Leeds TUC organises to defend workers during Covid-19 crisis

Leeds Socialist Party members attended the public meeting of the Leeds Trades Union Council (Leeds TUC) via Zoom on Wednesday 29th April. Over 40 trade union reps and activists from across the region came together under the banner of “Testing, PPE – Put our Safety First – Organise in your Workplace”.

Michael Docherty, PCS delegate to Leeds TUC & Leeds Socialist Party member

John Ingleson (Chair, Unison Leeds Teaching Hospitals branch) highlighted the impact on the NHS of years of austerity, with staffing reductions and cuts to Intensive Care Unit beds. Nurses on the frontline of the Coronavirus pandemic are the first generation not to receive a bursary. John called for a campaign to restore the bursary and scrap tuition fees for all nurses, which was endorsed by Leeds TUC.

An effective 20% pay cut for furloughed workers during the lockdown is exacerbating poverty, especially in sectors such as retail where low pay is already endemic. Joanne Thomas (Usdaw Divisional Officer) demanded that furloughed workers receive 100% of their wages and called for an increase in the minimum wage. Socialist Party members proposed a £12 per hour minimum wage, as a step towards £15, which received support. The issue of government bailouts was raised, with the demand that any bailout money should go to help workers rather than boosting company profits.

Usdaw members at the meeting highlighted the positive role reps have played on the ground in organising workers and pushing for improved safety measures. While retail bosses have frequently disregarded social distancing measures to maximise profits, Usdaw reps have succeeded in winning demands over issues such as the introduction of perspex screens, regular deep cleans and PPE for shop workers. Patrick Murphy, Secretary of Leeds National Education Union (NEU) stated that many workers are now seeing the value of unions, with NEU membership increasing nationally by 5000 in the first 2 weeks of the lockdown and 250 new reps.

Many issues were raised as to how unions should fight to keep workplaces safe and defend workers interests in any move out of the lockdown. There is the prospect of an employer offensive in the post-lockdown period, with further attacks on jobs and terms and conditions.  The need for workplace organisation at a grassroots level was emphasised in order to ensure that workers do not pay the price for the pandemic further down the line.
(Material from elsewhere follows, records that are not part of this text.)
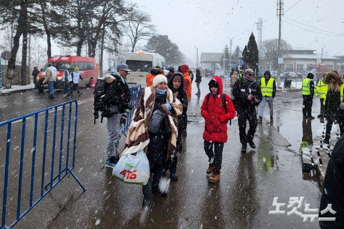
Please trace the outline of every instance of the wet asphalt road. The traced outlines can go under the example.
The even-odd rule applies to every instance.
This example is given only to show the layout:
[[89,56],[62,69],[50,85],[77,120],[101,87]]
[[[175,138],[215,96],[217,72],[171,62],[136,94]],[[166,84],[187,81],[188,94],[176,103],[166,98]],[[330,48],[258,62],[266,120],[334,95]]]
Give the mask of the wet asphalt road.
[[[286,203],[286,206],[290,197],[304,196],[304,206],[309,203],[312,208],[318,207],[321,197],[318,179],[302,172],[301,158],[297,153],[303,133],[301,92],[277,94],[273,126],[267,124],[269,115],[266,105],[264,117],[267,119],[259,124],[254,139],[257,148],[249,147],[246,154],[240,153],[237,120],[232,121],[231,126],[228,124],[221,180],[210,183],[206,180],[208,162],[203,149],[204,123],[200,110],[209,92],[210,79],[203,78],[201,96],[195,95],[197,88],[195,83],[192,84],[188,136],[183,139],[183,152],[178,160],[178,181],[171,182],[167,197],[154,196],[152,207],[143,212],[141,186],[122,183],[111,176],[111,169],[104,167],[108,138],[106,121],[101,123],[97,120],[93,124],[93,92],[82,89],[81,96],[75,95],[79,106],[73,171],[87,190],[83,192],[72,177],[69,177],[15,228],[319,228],[317,221],[303,222],[302,218],[295,214],[268,214],[269,210],[275,210],[272,206],[274,197],[279,197],[279,202]],[[229,88],[224,88],[224,92],[229,91]],[[31,91],[0,96],[0,122],[68,100],[62,97],[61,92],[57,94],[55,100],[48,100],[47,96],[47,93]],[[313,107],[313,111],[318,112],[319,99],[314,98]],[[313,112],[313,116],[317,114]],[[313,136],[318,122],[312,121]],[[5,131],[0,129],[2,162]],[[17,136],[19,139],[19,128],[14,127],[13,131],[12,138]],[[38,141],[41,137],[38,135]],[[18,139],[16,140],[19,142]],[[121,150],[125,141],[123,137]],[[13,142],[15,147],[16,145],[15,140]],[[15,183],[18,173],[15,162],[18,164],[18,161],[16,156],[13,158],[15,162],[10,170]],[[0,164],[1,169],[3,164]],[[24,171],[29,173],[31,168],[24,168]],[[0,176],[0,180],[3,177]],[[1,188],[3,181],[0,182]],[[17,187],[13,184],[9,188],[14,198],[9,201],[8,212],[13,213]],[[22,210],[25,210],[24,207]],[[291,209],[285,207],[281,210],[288,212]],[[6,224],[14,217],[8,215]]]

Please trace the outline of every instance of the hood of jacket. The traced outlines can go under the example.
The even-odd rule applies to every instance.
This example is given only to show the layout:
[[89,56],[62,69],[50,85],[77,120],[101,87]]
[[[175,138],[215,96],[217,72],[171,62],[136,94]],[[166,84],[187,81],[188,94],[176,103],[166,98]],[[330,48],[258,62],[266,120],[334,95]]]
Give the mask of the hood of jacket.
[[108,83],[111,83],[114,80],[122,81],[124,84],[126,83],[126,79],[124,78],[116,70],[110,72],[109,75],[104,76],[104,80]]
[[219,85],[219,92],[218,93],[218,94],[222,94],[223,92],[222,80],[219,76],[213,77],[211,78],[209,83],[208,84],[208,85],[209,85],[209,90],[210,91],[210,93],[211,93],[211,90],[210,90],[210,84],[214,81],[215,81],[216,83],[217,83]]
[[182,77],[182,82],[180,84],[180,86],[179,87],[179,88],[178,89],[178,92],[180,92],[184,89],[184,76],[179,72],[176,72],[173,74],[172,74],[172,76],[171,76],[171,78],[169,80],[167,86],[172,91],[172,92],[173,92],[173,78],[176,75],[180,76],[180,77]]
[[338,74],[334,72],[330,72],[325,75],[325,78],[324,80],[324,83],[328,84],[330,81],[329,79],[330,77],[333,77],[336,79],[336,81],[338,82],[340,85],[341,85],[343,84],[343,83],[344,83],[343,80],[342,79],[342,78],[341,78],[341,76],[340,76]]
[[185,74],[189,71],[189,66],[186,64],[182,64],[178,67],[178,72]]

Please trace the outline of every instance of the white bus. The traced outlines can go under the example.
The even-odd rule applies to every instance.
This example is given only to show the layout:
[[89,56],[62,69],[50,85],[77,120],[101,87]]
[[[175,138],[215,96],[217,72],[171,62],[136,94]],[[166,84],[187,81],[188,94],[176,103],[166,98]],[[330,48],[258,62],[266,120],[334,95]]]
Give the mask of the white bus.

Workers need a say over when it is safe to return to work and how social distancing measures can be implemented, which poses the question of workers control.

Leeds TUC has continued to be active during the coronavirus crisis, working across trade union branches and campaigning on issues affecting working people in Leeds. On 24th April, a Covid-19 statement was published (https://leedstuc.wordpress.com/2020/04/24/leeds-tuc-covid-19-statement/) containing 35 demands in support of workers and defending the NHS. In response to the scandalous lack of Personal Protective Equipment (PPE), the result of years of austerity and privatisation, Leeds TUC has called for the government to take over factories and the production of PPE to ensure adequate supplies for frontline workers. Leeds TUC has also offered to provide advice to affiliates and other trade union branches on holding online meetings during this crisis, ensuring reps can collectively take up concerns on behalf of their members.

The first May Day marches took place 130 years ago to celebrate International Workers’ Day. In Leeds, around 30-40,000 attended the inaugural May Day march and rally in 1890. A Facebook Live event was organised by Leeds TUC on May 2nd to celebrate this anniversary. Tanis Belsham-Wray and Iain Dalton, Leeds TUC officers and Socialist Party members, discussed the origins of May Day and its relevance to workers struggles today. (the video can be viewed on facebook here – https://www.facebook.com/watch/live/?v=272353687124396)

Trade unions can give an outlet for the anger of workers by providing a collective way to tackle problems and campaign on issues facing our class. Trades Councils play a vital role in developing this collective approach, bringing together trade unionists at a local level and supporting workplace and community campaigns.